Most firms generate cash inflows every day, not just once at the end of the year. In capital budgeting, should we recognize this fact by estimating daily project cash flows
Most firms generate cash inflows every day, not just once at the end of the year. In capital budgeting, should we recognize this fact by estimating daily project cash flows and then using them in the analysis? If we do not, will this bias our results? If it does, would the NPV be biased up or down? Explain.
Generally, cash flows occur on a daily basis, but arriving at daily accurate cash flows could be a daunting task and may not be free from errors. Also, such cash flows need to be discounted, and a project tenure usually ranges from one to 10 years. For longer-duration projects, calculating the present value of cash flow daily could prove to be practically impossible. Apart from the timing of cash flows, monetary amounts of daily cash flows would be equal to the end-of-year cash flows, and capital budgeting assumes end-of-year cash flows for simplicity.
The results might be biased when end-of-year payments are assumed, as the timing of cash flows is not recorded in the most accurate fashion.

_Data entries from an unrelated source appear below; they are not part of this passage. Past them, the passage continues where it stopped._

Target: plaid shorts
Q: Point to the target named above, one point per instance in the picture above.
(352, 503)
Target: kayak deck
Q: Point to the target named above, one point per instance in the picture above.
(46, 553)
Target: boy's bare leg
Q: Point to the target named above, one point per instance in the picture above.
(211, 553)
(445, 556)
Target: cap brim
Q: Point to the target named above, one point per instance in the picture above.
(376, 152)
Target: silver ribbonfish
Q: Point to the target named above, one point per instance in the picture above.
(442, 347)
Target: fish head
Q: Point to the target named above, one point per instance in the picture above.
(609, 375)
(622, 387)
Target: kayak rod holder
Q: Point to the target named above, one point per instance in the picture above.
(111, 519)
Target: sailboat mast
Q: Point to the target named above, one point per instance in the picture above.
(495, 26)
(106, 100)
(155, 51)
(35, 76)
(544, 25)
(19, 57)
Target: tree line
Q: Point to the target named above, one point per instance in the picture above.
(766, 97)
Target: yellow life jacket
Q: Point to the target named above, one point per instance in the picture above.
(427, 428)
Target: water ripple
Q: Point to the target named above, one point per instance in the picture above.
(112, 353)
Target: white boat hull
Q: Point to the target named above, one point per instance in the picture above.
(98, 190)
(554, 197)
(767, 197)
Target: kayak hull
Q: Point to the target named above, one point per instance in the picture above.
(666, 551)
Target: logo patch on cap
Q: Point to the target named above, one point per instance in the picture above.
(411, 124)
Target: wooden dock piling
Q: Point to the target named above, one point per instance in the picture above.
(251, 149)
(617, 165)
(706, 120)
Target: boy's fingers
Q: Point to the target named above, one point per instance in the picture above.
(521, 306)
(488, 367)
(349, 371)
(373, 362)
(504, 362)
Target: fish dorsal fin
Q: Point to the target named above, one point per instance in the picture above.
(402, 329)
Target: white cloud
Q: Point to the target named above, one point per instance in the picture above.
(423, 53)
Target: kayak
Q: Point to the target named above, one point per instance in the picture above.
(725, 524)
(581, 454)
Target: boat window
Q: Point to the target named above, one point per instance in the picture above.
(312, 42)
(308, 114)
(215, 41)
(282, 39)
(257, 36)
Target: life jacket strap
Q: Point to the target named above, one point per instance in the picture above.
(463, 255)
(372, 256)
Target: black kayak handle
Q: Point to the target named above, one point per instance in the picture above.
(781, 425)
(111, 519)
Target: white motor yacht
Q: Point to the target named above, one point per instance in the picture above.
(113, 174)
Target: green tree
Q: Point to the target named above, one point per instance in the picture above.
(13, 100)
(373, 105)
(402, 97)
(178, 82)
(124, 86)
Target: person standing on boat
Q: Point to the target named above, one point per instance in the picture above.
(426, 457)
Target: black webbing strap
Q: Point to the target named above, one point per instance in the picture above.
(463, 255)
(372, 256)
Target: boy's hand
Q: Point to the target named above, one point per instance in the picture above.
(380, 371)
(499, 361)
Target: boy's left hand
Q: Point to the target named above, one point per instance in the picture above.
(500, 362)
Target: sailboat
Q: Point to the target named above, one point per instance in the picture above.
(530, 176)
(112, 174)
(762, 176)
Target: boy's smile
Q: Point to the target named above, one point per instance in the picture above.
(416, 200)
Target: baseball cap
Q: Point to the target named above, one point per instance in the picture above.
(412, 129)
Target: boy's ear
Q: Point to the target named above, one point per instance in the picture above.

For simplicity and user friendliness of the capital budgeting statements, it is best to assume that the cash flows occur at the end of the year. Although cash flows do occur on a daily basis, estimating such costs accurately would be a difficult task. Moreover, even if the daily cash flows are identified, calculating the present value would be impractical. When the cash outflows and inflows are distributed significantly apart, the results are biased by using year-end assumption of cash flow occurrence, as it ignores accurate cash flow timing.